Il tema stesso ha portato a riconsiderare nuovi termini per descrivere l’epoca segnata dai cambiamenti climatici indotti dall’uomo. Nonostante sia oggetto di controversie, il nuovo dibattito sull’Antropocene non è che lo sviluppo ulteriore dell’evoluzione del dibattito sul cambiamento climatico e sul rapporto tra Uomo e Natura3.
Se non è più distinguibile il confine tra ciò che è effetto di processi umani e ciò che effetto di processi naturali, il cambiamento climatico non può rimanere confinato a questioni, pur fondamentali, di calcolo ingegneristico o economicistico.

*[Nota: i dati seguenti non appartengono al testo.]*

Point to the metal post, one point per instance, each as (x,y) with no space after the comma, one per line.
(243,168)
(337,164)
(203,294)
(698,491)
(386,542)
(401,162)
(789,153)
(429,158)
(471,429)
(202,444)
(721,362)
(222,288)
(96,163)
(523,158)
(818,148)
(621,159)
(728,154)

Se anche l’antropologia ha ridiscusso i confini tra natura e cultura4 andando verso un’idea di codeterminazione simmetrica, si avverte sempre più la necessità di una riflessione sul tipo di saperi che definiscono un ‘fatto sociale totale’, che quindi accoglie dentro di sé una pluralità di culture. Sempre più necessari sono saperi dotati di un’adeguata forma di riflessività, dove la stessa idea di natura deve accogliere la molteplicità delle culture. La necessità di rappresentanza e di voce delle forme di ‘conoscenza indigena’ – che riguarda anche il legame tra forme di civiltà dominanti e forme di sapere autorevole – è già oggetto di dibattito anche in un’altra comunità epistemica di rilievo come l’Intergovernmental Science-Policy Platform on Biodiversity and Eco-System Services (IPBES).
Nell’evoluzione di tale dibattito nuovi tipi di discorso investono quelli che un tempo erano fatti naturali definiti dai modelli delle scienze geofisiche e osservati dai computer prodotti nei grandi centri di ricerca occidentali.

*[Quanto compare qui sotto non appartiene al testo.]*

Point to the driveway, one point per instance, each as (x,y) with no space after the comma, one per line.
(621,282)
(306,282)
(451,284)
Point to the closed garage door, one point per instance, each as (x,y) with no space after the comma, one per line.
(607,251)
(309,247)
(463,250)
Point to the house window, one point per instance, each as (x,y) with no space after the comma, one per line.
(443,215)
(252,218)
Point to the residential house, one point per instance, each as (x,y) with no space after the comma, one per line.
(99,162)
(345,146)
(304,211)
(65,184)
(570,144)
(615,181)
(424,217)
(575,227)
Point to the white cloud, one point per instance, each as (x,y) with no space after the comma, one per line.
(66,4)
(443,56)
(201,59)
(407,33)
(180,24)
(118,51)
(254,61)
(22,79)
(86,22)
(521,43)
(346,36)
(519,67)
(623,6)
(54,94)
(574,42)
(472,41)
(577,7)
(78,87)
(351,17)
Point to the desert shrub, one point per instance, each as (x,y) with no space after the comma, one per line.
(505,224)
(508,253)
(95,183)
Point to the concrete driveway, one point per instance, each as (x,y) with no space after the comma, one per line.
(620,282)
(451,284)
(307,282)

Ciò che dentro il modello di Bretherton era il comparto ‘attività umane’ – un’autentica black box – è stato definitivamente aperto come un vaso di Pandora e questo non ha fatto che arricchire la definizione dell’oggetto in questione, che passa da contenuto di ricerca tra tecnici a questione mondana di governo. Così come nel dibattito sulla natura e le questioni ambientali i confini tra artificialità e naturalità scemano, anche sul cambiamento climatico la dialettica tra ‘protezione’, ‘conservazione’, ‘modernizzazione ecologica’ o ‘decrescita’ è finalmente riconosciuta come un negoziato, oggetto di un dibattito e governo arricchito da un pluralismo scientifico e politico rispetto alle sue fasi precedenti. Oltre una triplice illusione: che le soluzioni provengano direttamente da una non specificata ‘scienza’ che non riflette su quale ‘società’ e ‘natura’ ha in mente e intende servire.
Note
- B. Latour, Non siamo mai stati moderni. Saggio di antropologia simmetrica, Eleuthera, 1995.
- W. R Catton e Jr., R.E. Dunlap, Environmental Sociology: A New Paradigm, in ‘The American Sociologist’, 13, 1978, pp.41-49.
- E Lövbrand. et al., Who speaks for the future of the Earth? How critical social science can extend the conversation on the Anthropocene, in ‘Global Environmental Change’, 32, 2015, pp. 211-218.
- P. Descola, Oltre natura e cultura, Raffaello Cortina Editore, Milano, 2021 (ed. or. 2005).